How to get a literary agent…or not

I’ve just been reading a blog post about what agents and publishers want to see when they Google your name. You know what’s funny about the answer? They don’t seem to be looking at what you’ve written.

They want to see that you’re active, that you’re blowing your own trumpet on all the social media. They check that you’ve got a this account and a that account. They check that you haven’t been criticising publishers or agents (they really don’t like that). They want to see whether your writing has been well-received by other people who’ve seen it. So much for them using their own judgement.

I have no idea whether agents or publishers have ever Googled me—apart from my former unregretted publisher who probably wanted to check up on what I was saying about them. If they have, they have obviously decided to pass on the other side of the street. Whatever they discovered about my public persona was not liked. I’m assuming they didn’t pay much attention to what I write.
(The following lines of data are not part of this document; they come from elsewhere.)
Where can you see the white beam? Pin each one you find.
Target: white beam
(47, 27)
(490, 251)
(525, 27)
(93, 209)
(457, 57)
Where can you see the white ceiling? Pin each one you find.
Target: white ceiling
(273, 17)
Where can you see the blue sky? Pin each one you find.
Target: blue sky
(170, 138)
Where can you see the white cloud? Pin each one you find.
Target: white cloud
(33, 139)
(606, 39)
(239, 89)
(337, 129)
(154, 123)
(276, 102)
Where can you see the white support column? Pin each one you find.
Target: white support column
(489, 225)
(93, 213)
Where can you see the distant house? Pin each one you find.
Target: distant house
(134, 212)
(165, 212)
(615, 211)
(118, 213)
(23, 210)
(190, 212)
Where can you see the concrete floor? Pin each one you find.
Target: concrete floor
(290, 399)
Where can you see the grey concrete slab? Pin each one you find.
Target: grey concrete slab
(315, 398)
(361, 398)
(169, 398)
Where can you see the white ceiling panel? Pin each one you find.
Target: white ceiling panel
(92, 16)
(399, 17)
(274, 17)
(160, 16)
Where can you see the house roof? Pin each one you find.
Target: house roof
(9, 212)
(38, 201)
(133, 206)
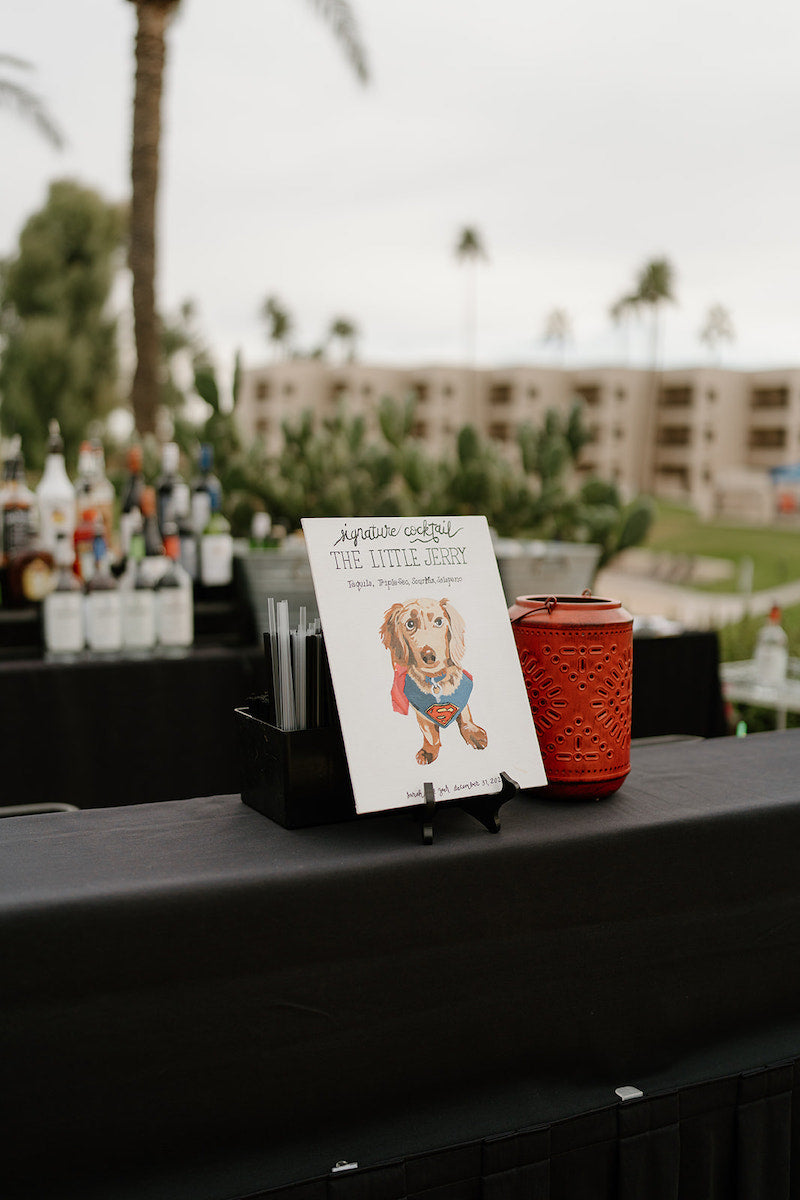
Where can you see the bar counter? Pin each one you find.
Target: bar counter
(198, 1003)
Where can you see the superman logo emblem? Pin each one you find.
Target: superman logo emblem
(441, 714)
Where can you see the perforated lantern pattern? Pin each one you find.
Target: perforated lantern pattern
(576, 657)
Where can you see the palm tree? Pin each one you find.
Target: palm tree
(152, 19)
(717, 328)
(280, 323)
(558, 330)
(470, 251)
(654, 288)
(344, 331)
(29, 106)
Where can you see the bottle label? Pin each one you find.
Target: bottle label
(200, 511)
(138, 618)
(175, 617)
(37, 579)
(16, 531)
(216, 559)
(55, 517)
(103, 621)
(62, 613)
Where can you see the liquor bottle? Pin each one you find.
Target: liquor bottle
(172, 492)
(131, 498)
(62, 609)
(216, 549)
(102, 490)
(55, 495)
(137, 597)
(154, 564)
(102, 604)
(174, 600)
(92, 487)
(28, 568)
(204, 486)
(771, 653)
(17, 509)
(84, 545)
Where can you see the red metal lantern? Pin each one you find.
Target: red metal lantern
(577, 657)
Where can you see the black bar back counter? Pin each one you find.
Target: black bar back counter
(96, 733)
(199, 1005)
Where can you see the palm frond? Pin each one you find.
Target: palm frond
(340, 17)
(30, 107)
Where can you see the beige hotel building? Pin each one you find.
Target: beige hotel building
(708, 437)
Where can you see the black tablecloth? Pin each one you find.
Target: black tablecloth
(199, 1003)
(126, 731)
(121, 731)
(677, 685)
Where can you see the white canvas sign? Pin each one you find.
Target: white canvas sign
(425, 669)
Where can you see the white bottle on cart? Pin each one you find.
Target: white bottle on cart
(55, 495)
(62, 609)
(771, 653)
(174, 599)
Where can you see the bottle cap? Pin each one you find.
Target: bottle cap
(148, 502)
(172, 540)
(170, 457)
(55, 442)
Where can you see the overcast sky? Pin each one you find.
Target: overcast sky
(581, 138)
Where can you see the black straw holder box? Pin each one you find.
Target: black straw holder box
(294, 777)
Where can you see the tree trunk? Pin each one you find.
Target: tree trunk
(150, 48)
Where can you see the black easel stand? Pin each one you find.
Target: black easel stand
(485, 809)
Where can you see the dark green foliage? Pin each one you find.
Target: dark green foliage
(336, 467)
(59, 345)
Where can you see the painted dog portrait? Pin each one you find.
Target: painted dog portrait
(426, 641)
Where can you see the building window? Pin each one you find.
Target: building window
(769, 397)
(674, 474)
(767, 439)
(675, 397)
(674, 436)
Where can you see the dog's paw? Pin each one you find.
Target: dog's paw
(475, 736)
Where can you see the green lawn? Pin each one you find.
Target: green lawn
(775, 552)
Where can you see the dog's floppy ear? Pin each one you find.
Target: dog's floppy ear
(391, 636)
(456, 621)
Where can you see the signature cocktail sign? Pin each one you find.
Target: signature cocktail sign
(425, 667)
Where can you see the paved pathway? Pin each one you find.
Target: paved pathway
(644, 597)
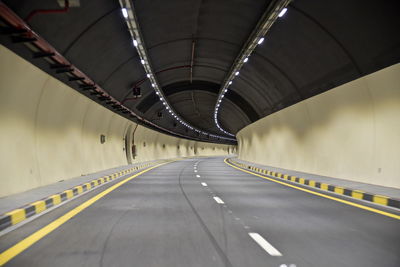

Because the BOOK, the quality of the writing doesn’t seem to cut much ice.

Once again I get a faint whiff of something going off. Is it so unreasonable to expect that agents would be acting like old-fashioned talent scouts and looking out for a great BOOK? Doesn’t that happen anymore? Is it only author brands that are picked out of the pile? What’s going off seems to be any kind of literary criticism. What’s of interest is what’s already selling.

I don’t expect agents to be risk-takers. I don’t expect them to bet their shirts on some way-out wacky concept that only about 0.5% of the population would even understand. But I do expect them to be able to judge the literary merits of a book and be able to sell it. The exasperating thing is, the impression I’m getting is that they are just looking for trends, author brands that follow the trend, and authors who are already well on the way to making a name for themselves. They don’t even seem interested in setting trends, because that implies bringing to bear a certain amount of critical literary judgement and not just a talent for accounting.

Am I not looking at this the right way? Is it just sour grapes because I’ve never been able to get a literary agent to give me the time of day? Maybe I don’t know what I’m talking about—I only have my own experience to go by and what I see on agents’ wish lists. YooHoo! Passing literary agents! Look at me! I can write. Does that matter any more?